Why Do Tennis Crowds Have to Be So Quiet?
The game’s long, weird, elitist history provides some clues.
Ladies and gentlemen, quiet please. Players are ready. Thank you.”
This is a common refrain at tennis matches, especially rowdy ones, which are not particularly rowdy by the standards of almost any other major sport. It’s a line delivered by the chair umpire, the lead on-site official. Weirdly, if you think about it, the crowds aren’t dismayed at this message. Sometimes they applaud it. “Yes,” tennis crowds seem to say. “Tell us to shut up.”
The US Open, one of the four biggest annual events in professional tennis, announced recently that it plans to move forward with the tournament in New York during the COVID-19 pandemic. As with some other sports, like NBA basketball, English Premier League soccer, and Major League Baseball, the US Open will be conducted this year without a crowd.
We’re now learning how the absence of crowd energy will affect professional athletes. How that absence will be felt in tennis is even more entertaining, because even when there is a crowd at a tennis match, they are not supposed to make any noise, save the occasional gasp.
Tennis is a deeply weird sport, a psychological, physiological, gladiatorial war of attrition. But how did silence from the crowd come to be so thoroughly associated with the sport that spectators literally applaud being told to be quiet?
Silence among tennis spectators, however well established, is not an official rule. The guidelines to Wimbledon, the most staid and stately of tennis tournaments, state: “The use of any anti-social, aggressive, annoying or dangerous behaviour, foul, abusive or racist language or obscene gestures, the removal of shirts or any clothing likely to cause offence and the climbing onto any building, wall or other structure/equipment is forbidden and may result in ejection from the Grounds.” But that’s it. There is nothing about quiet during play. That silence is not officially required is itself a tradition.

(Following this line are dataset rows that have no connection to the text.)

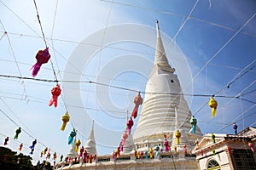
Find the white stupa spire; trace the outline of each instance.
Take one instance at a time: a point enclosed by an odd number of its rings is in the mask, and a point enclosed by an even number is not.
[[[92,121],[92,126],[90,136],[88,137],[88,139],[84,145],[84,150],[90,154],[96,154],[96,140],[94,138],[94,121]]]
[[[183,133],[189,133],[191,128],[188,119],[191,113],[182,95],[178,77],[174,74],[175,69],[168,63],[158,21],[156,36],[154,64],[147,82],[144,102],[133,135],[134,143],[140,147],[146,145],[146,141],[150,147],[162,144],[164,134],[172,139],[177,128]],[[199,128],[195,134],[189,134],[189,140],[183,139],[183,141],[191,140],[191,144],[194,144],[194,136],[196,139],[198,135],[201,135]],[[186,136],[183,134],[182,137]],[[187,145],[189,147],[189,144]]]
[[[155,26],[156,26],[156,45],[155,45],[154,68],[152,73],[155,72],[155,70],[161,70],[161,71],[173,73],[175,71],[175,69],[172,68],[168,63],[168,60],[166,58],[165,48],[160,32],[158,20],[155,21],[155,25],[156,25]]]

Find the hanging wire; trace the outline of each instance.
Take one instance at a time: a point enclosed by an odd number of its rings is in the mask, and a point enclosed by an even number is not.
[[[1,20],[0,20],[0,23],[1,23],[1,25],[2,25],[2,27],[3,27],[3,30],[4,30],[5,35],[7,36],[7,39],[8,39],[8,42],[9,42],[9,47],[10,47],[12,54],[13,54],[13,56],[14,56],[15,62],[15,65],[16,65],[16,67],[17,67],[17,69],[18,69],[18,71],[19,71],[19,75],[20,75],[20,76],[22,76],[21,71],[20,71],[20,66],[19,66],[18,62],[17,62],[16,55],[15,55],[15,54],[13,46],[12,46],[12,44],[11,44],[10,38],[9,38],[9,37],[7,31],[6,31],[6,29],[4,28],[3,24],[2,23]],[[29,101],[29,99],[27,98],[27,94],[26,94],[26,87],[25,87],[25,83],[24,83],[23,80],[21,81],[21,85],[22,85],[22,87],[23,87],[23,94],[24,94],[24,95],[25,95],[25,99],[26,99],[26,101],[28,102],[28,101]]]
[[[15,122],[10,116],[8,116],[7,113],[5,113],[2,109],[0,109],[0,112],[3,113],[9,121],[11,121],[14,124],[15,124],[17,127],[20,127],[22,129],[22,132],[24,132],[25,133],[26,133],[29,137],[36,139],[37,138],[35,138],[34,136],[32,136],[31,133],[29,133],[26,129],[22,128],[22,126],[20,126],[16,122]],[[41,143],[40,141],[37,140],[37,142],[38,144],[40,144],[41,145],[46,147],[46,145],[43,143]],[[53,150],[55,151],[55,150]],[[60,152],[57,152],[58,154],[61,154]]]
[[[2,75],[0,74],[0,76],[6,77],[6,78],[17,78],[17,79],[24,79],[24,80],[32,80],[32,81],[38,81],[38,82],[55,82],[56,80],[50,80],[50,79],[41,79],[41,78],[32,78],[32,77],[26,77],[26,76],[9,76],[9,75]],[[135,90],[131,88],[126,88],[119,86],[113,86],[110,84],[105,84],[92,81],[57,81],[59,82],[69,82],[69,83],[92,83],[92,84],[97,84],[106,87],[110,87],[113,88],[122,89],[125,91],[130,92],[136,92],[136,93],[141,93],[141,94],[165,94],[165,95],[178,95],[178,96],[194,96],[194,97],[212,97],[212,94],[177,94],[177,93],[161,93],[161,92],[144,92],[141,90]],[[255,81],[254,81],[255,82]],[[230,98],[230,99],[238,99],[241,98],[241,96],[224,96],[224,95],[214,95],[216,98]]]
[[[47,48],[47,42],[46,42],[46,40],[45,40],[44,33],[44,31],[43,31],[43,26],[42,26],[41,20],[40,20],[40,18],[39,18],[39,13],[38,13],[38,6],[37,6],[37,3],[36,3],[36,0],[33,0],[33,1],[34,1],[37,14],[38,14],[37,16],[38,16],[38,22],[39,22],[39,25],[40,25],[41,33],[43,35],[43,39],[44,39],[44,44],[45,44],[45,48]]]

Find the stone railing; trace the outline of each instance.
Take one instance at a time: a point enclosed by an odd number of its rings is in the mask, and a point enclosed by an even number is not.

The 1923 Spalding’s Lawn Tennis Annual, a book that includes the rules of the game and recaps previous seasons, echoes this. There are extensive lists of rules, it states, that are unwritten—though they are written about there—regarding etiquette and decorum. Those include “refrain from talking loudly while a match is on,” “do not applaud or give vocal expression of your feelings while a rally is on,” and more.
The origins and evolution of tennis, like those of just about all organized sports, are messy and unclear. There are many sports from the same general family as tennis, in which a ball is hit back and forth between opponents. Often cited by historians as the grandfather of tennis is a French game called jeu de paume, or “hand game,” which, as the name suggests, was played without a racket.

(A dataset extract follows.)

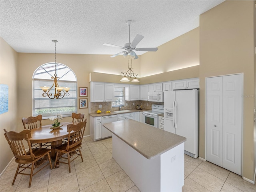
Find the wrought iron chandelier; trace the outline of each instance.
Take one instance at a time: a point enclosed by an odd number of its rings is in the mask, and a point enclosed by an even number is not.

By the 1500s, a racket had been added, along with a net, and the game took off among European royals and aristocracy, especially in England, where Henry VIII was an avid player and fan. At this time it began to be known by a few different names, including the word “tennis,” which is of uncertain origin. (Some suggest it comes from the French tenez, meaning “Here, take this,” basically a variation on “Fore!” as it is used in golf, but there’s little documentation that anyone ever shouted “Tenez!” before a serve.) Sometimes what they played was called royal tennis or court tennis. That form is actually still played in extremely limited numbers, and kind of pompously called “real tennis.”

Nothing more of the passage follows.